This repository introduces how to use the tools we developed for our FEAST 2020 publication "On the Generation of Disassembly Ground Truth and the Evaluation of Disassemblers". It also serves to keep track of the data sets we generated for the paper and any future data releases.
- Dataset(s)
- Related Repositories
- Using Our Disassembly Ground Truth
- Generating Disassembly Ground Truth
- Reproducing Our Evaluation Results
Reading tips:
-
If you want to obtain and use the ground truth data generated by us to test a disassembler, please read Dataset(s) and Using Our Disassembly Ground Truth.
-
If you want to generate ground truth on your own (and perhaps also add other projects into the benchmark suite), please read Related Repositories, Using Our Disassembly Ground Truth, and Generating Disassembly Ground Truth.
-
If you want to verify the evaluation in our publication and reproduce our results, please read the entire file.
The following table records the release(s) of our ground truth data. The data contain both the binaries used and the corresponding ground truth generated by our system at the time indicated.
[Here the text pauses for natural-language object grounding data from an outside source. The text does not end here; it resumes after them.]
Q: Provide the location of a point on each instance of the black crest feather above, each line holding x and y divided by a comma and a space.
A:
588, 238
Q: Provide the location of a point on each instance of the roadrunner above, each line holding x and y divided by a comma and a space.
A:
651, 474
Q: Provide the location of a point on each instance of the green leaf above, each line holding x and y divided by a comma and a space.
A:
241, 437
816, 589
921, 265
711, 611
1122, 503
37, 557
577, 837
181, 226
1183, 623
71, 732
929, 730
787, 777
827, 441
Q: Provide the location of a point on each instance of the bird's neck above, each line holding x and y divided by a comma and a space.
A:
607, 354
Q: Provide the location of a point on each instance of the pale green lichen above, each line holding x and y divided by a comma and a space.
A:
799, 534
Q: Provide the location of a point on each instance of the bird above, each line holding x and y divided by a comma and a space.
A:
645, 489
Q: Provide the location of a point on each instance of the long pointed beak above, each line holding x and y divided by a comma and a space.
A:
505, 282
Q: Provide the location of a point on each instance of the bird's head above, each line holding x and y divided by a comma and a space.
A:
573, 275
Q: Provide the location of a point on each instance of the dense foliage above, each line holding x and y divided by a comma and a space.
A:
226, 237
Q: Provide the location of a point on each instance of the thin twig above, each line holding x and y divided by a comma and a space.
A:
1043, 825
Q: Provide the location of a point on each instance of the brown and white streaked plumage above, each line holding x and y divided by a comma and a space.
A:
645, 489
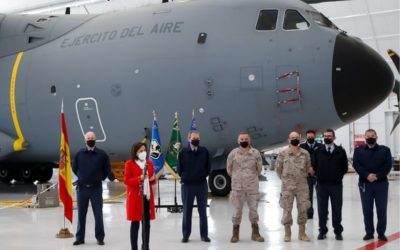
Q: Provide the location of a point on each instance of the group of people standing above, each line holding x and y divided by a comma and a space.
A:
300, 167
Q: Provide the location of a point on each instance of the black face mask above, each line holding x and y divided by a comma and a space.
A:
195, 142
311, 140
295, 142
91, 143
370, 141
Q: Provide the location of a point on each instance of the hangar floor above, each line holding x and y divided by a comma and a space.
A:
35, 228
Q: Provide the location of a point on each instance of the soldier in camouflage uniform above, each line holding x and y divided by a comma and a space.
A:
292, 166
244, 165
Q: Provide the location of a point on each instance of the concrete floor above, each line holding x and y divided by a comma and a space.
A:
35, 228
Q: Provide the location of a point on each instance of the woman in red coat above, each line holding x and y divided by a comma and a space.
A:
139, 194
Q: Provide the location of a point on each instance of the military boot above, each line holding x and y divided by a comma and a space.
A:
288, 233
302, 233
255, 234
235, 234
Version | File | SHA256 Checksum |
---|---|---|
2020-07-01 (FEAST 2020) | pangine-gt-data-20200701.tar.xz | 4e97cc4525b19e125eeedc3ab147d747f8a1d7856e4a695f7a357d3d649e0133 |
We organize our project using multiple related repositories owned by github.com/pangine. The following table lists these repositories and shows their relevance to the tasks of (i) ground truth generation and (ii) experiment reproduction.
Repository | Generation | Reproduction |
---|---|---|
msvc-wine | ● | ● |
llvmmc-resolver | ● | |
disasm-eval-sources | ● | ● |
disasm-gt-generator | ● | ● |
disasm-eval-disasms | ● | |
disasm-eval-cmp | ● |
We have built and tested our system using:
- Docker 19.03
- Go 1.14, with our code organized using the $GOPATH method (i.e., we are not using Go Modules yet)
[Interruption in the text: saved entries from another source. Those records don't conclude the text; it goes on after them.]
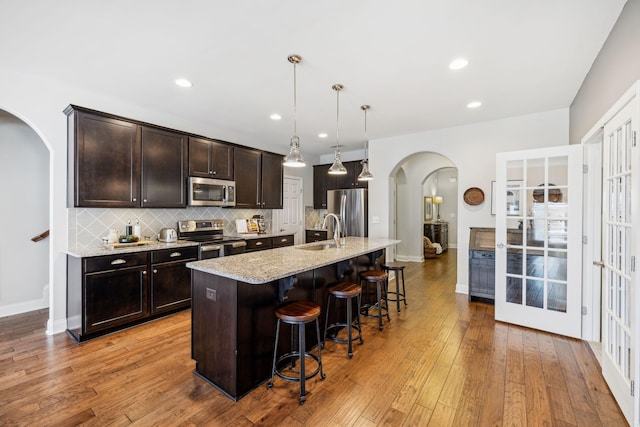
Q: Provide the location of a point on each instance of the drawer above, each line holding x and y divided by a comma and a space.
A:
258, 244
281, 241
483, 255
111, 262
175, 254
- Ubuntu 20.04, running Linux kernel 5.4
We have also successfully reproduced our result with x64 macOS 10.15 and Docker 19.03.
This repository is our fork of https://github.com/mstorsjo/msvc-wine and tracks
how we generate a Docker image containing x64 Ubuntu 20.04, Wine, and Microsoft
Visual C++ (MSVC). Please make sure you build the image using the 2004-ninja
branch and tag the generated image with the name pangine/msvc-wine
. In our
system, this image is responsible for compiling the MSVC binaries and generated
the intermediate files needed for disassembly ground truth generation.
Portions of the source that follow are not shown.